To more directly compare the geometries of the sodium binding sites across the 51 trajectories, we measured the root mean square deviation (RMSD) of the same sodium coordinating residues in Cartesian space. Figures 4D,H show a comparison of all simulations vs. all simulations, sorted according to Figures 4C,G. The squares on the diagonal of the matrix represent a structural comparison of structures of one simulation to all other structures of the same simulation, while the off-diagonal squares measure similarity between different simulations. The big dark violet block at the lower end of Figures 4D,H shows very similar values along the diagonal and for the off-diagonal squares after sodium binding. This big block includes all trajectories that show sodium binding. Sodium enters the binding site right at the beginning of the simulations in the first trajectories at the lower-left corner, while the moment of sodium entry continues shifting to later time points according to trajectory sorting. The respective time points are shown in Figure 2. RMSD values consistently change from high values to low values, once sodium binds. The RMSD plot complements the compactness measure and shows that the same local sodium bound conformation keep being reached after binding.

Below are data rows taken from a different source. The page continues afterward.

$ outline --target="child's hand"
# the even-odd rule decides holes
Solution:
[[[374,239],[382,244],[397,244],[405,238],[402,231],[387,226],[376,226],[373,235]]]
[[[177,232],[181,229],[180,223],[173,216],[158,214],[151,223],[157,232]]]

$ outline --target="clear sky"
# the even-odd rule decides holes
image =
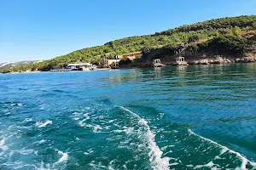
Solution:
[[[256,0],[0,0],[0,62],[51,59],[212,18],[256,14]]]

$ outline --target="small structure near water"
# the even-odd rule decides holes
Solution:
[[[119,69],[119,63],[112,63],[112,64],[110,65],[110,67],[111,67],[112,69]]]
[[[175,62],[175,65],[189,65],[189,64],[187,63],[187,61],[185,61],[185,58],[184,57],[177,57],[176,58],[176,62]]]
[[[153,60],[153,65],[154,67],[165,66],[165,65],[161,64],[161,60],[160,59],[154,60]]]
[[[69,64],[67,65],[67,69],[72,71],[91,71],[96,68],[96,65],[93,65],[90,63],[78,63],[78,64]]]
[[[66,68],[54,69],[50,71],[93,71],[96,70],[96,65],[90,63],[78,63],[78,64],[69,64]]]

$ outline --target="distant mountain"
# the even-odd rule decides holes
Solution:
[[[195,60],[205,55],[236,59],[250,54],[254,57],[255,48],[256,15],[225,17],[184,25],[151,35],[118,39],[102,46],[79,49],[44,62],[4,71],[0,70],[0,72],[44,71],[65,67],[70,63],[98,64],[102,56],[114,59],[116,55],[134,52],[142,52],[143,56],[132,61],[133,63],[151,65],[154,59],[172,61],[183,48],[188,51],[187,54],[183,55],[186,60]]]
[[[36,63],[41,63],[44,62],[44,60],[26,60],[26,61],[15,61],[15,62],[5,62],[5,63],[0,63],[0,71],[5,70],[5,69],[12,69],[15,67],[20,67],[22,65],[32,65]]]

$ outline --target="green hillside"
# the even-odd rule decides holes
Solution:
[[[195,48],[204,53],[242,55],[253,50],[255,41],[256,15],[214,19],[192,25],[184,25],[152,35],[119,39],[102,46],[86,48],[55,57],[43,63],[5,70],[9,71],[49,71],[69,63],[97,63],[102,55],[110,58],[117,54],[142,51],[143,58],[152,51],[172,54],[181,45]],[[250,36],[247,36],[250,35]],[[160,56],[161,56],[160,54]]]

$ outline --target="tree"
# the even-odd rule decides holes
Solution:
[[[190,43],[190,42],[197,42],[198,40],[199,40],[198,35],[193,35],[189,37],[188,42]]]
[[[235,36],[238,37],[241,35],[241,31],[238,26],[235,26],[232,28],[232,32]]]

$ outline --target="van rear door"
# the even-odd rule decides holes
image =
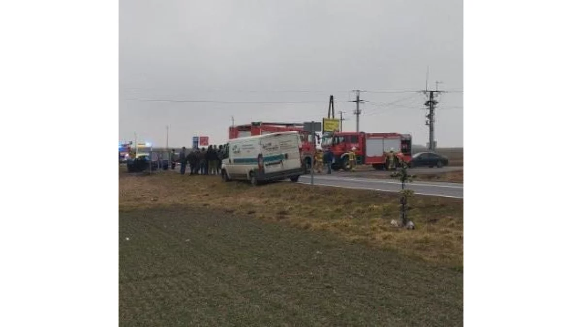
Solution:
[[[298,134],[286,134],[279,140],[281,152],[283,155],[282,169],[287,170],[301,168],[301,138]]]
[[[279,172],[283,169],[285,156],[281,153],[281,141],[284,134],[274,133],[261,138],[261,161],[265,174]]]

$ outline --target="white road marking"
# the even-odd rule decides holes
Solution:
[[[304,184],[306,185],[310,185],[311,183],[305,182],[298,182],[298,184]],[[391,190],[381,190],[379,189],[371,189],[368,187],[355,187],[353,186],[341,186],[339,185],[328,185],[327,184],[315,184],[315,186],[329,186],[331,187],[339,187],[340,189],[352,189],[353,190],[365,190],[367,191],[376,191],[378,192],[391,192],[393,193],[397,193],[400,192],[400,190],[398,191],[393,191]],[[418,194],[419,196],[427,196],[430,197],[442,197],[445,198],[463,198],[463,197],[457,197],[455,196],[446,196],[443,194],[431,194],[428,193],[418,193],[417,192],[414,192],[415,194]]]
[[[308,176],[303,175],[301,177],[310,178]],[[399,182],[388,182],[385,180],[378,180],[378,179],[372,179],[367,178],[345,178],[342,177],[338,177],[335,178],[326,178],[324,176],[314,176],[314,179],[321,179],[323,180],[345,180],[346,182],[365,182],[368,183],[379,183],[381,184],[400,184]],[[420,183],[411,183],[410,185],[414,186],[417,185],[418,186],[434,186],[435,187],[449,187],[450,189],[463,189],[463,186],[457,186],[453,185],[439,185],[438,183],[435,184],[425,184]]]

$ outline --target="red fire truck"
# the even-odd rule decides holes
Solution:
[[[246,136],[262,135],[278,131],[298,131],[301,137],[301,161],[307,166],[311,165],[311,158],[313,155],[313,140],[308,131],[303,130],[303,124],[297,123],[264,123],[252,122],[250,124],[230,126],[228,128],[228,138],[238,138]]]
[[[371,165],[377,169],[385,168],[384,153],[393,150],[401,152],[404,161],[412,158],[412,137],[398,133],[334,132],[324,136],[322,147],[331,149],[335,158],[334,169],[350,168],[348,152],[356,148],[356,162]]]

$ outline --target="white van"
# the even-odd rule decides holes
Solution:
[[[283,131],[229,140],[222,160],[222,180],[299,180],[303,173],[296,131]]]

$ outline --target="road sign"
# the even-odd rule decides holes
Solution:
[[[303,123],[303,130],[315,133],[321,131],[321,123],[318,122],[307,122]]]
[[[339,119],[324,118],[323,125],[324,131],[339,131]]]

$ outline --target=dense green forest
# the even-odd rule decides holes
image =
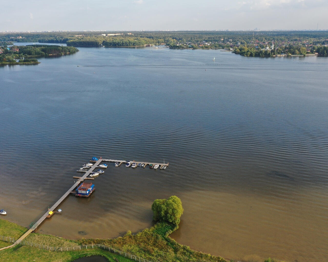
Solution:
[[[143,46],[164,43],[172,49],[224,48],[247,56],[317,53],[319,56],[328,56],[328,31],[13,33],[0,34],[0,41],[63,43],[77,47]]]
[[[35,58],[73,54],[78,51],[76,47],[62,46],[33,45],[10,47],[5,46],[0,47],[0,64],[36,64],[39,62]]]

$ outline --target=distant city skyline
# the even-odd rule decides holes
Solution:
[[[327,30],[328,0],[17,0],[0,31]]]

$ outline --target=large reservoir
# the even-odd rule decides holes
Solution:
[[[69,196],[37,232],[136,233],[154,200],[175,195],[181,244],[242,261],[326,259],[328,59],[79,49],[0,67],[2,218],[36,221],[93,157],[165,160],[109,164],[90,197]]]

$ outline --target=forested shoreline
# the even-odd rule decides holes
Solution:
[[[78,51],[76,47],[56,45],[33,45],[0,47],[0,65],[39,64],[36,58],[61,56]]]
[[[246,56],[328,56],[328,31],[70,32],[0,34],[0,41],[66,44],[75,47],[142,47],[224,48]]]

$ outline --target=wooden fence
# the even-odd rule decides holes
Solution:
[[[0,236],[0,240],[2,240],[7,242],[10,242],[13,243],[15,241],[13,237],[10,237],[9,236]],[[33,243],[32,242],[30,242],[26,240],[23,240],[21,241],[19,245],[22,245],[24,246],[28,246],[29,247],[33,247],[36,248],[40,249],[44,249],[46,250],[48,250],[51,251],[72,251],[74,250],[79,250],[81,249],[88,249],[90,248],[102,248],[105,250],[108,250],[109,252],[112,253],[114,253],[115,254],[118,254],[121,256],[124,256],[126,257],[128,257],[131,259],[134,259],[135,261],[138,261],[139,262],[152,262],[147,259],[145,259],[139,256],[130,254],[128,253],[121,251],[115,248],[107,247],[101,244],[94,244],[93,245],[87,245],[83,246],[76,246],[74,247],[49,247],[48,246],[46,246],[44,245]]]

The situation is different for the simulations, which did not show sodium binding: the RMSD values show that the geometry is variable (off-diagonal elements have low or high RMSD values) with some trajectories being similar to each other while differing from others. Almost all trajectories differ from the sodium-bound conformation, the few exceptions showing that the sodium-bound-like geometry can be reached in the absence of sodium, but also indicates that such a state is rare. A very similar pattern can be observed for NA2, as binding of sodium promotes a well-defined conformation, while sodium-free state samples multiple conformations. However, the overall variability is smaller.

Electric Field in the Vestibule

The density analysis (Figure 3) shows an above-average sodium density in the outer vestibule and in the adjacent solvent. To investigate if SERT would generate a negative electrostatic field that could attract the positively charged sodium ions, we quantified the electrostatic potential and the field lines generated by SERT using the adaptive Poisson-Boltzmann solver (APBS; Baker et al., 2001; Dolinsky et al., 2004). Consistent with the increased local sodium density, SERT creates a strong negative electrostatic potential in the outer vestibule with the field lines reaching into the solvent adjacent to the entry site at the outer vestibule (Figure 5). The strength of the field is a function of the ion-binding state of SERT. The electrostatic field lines and thus the field gradient reaches from the S1 to the extracellular solvent in the apo state of SERT (Figure 5A). The field is even stronger in the presence of the chloride ion (Figure 5B), while in the presence of sodium ions bound to NA1 and NA2 the gradient of the electrostatic field is weaker. These data indicate that SERT exerts an attractive force for sodium ions to reach the S1 and for binding to NA1 and NA2. The residual negative potential and the residual field gradient after sodium binding indicates that SERT can still attract 5HT by electrostatic interactions.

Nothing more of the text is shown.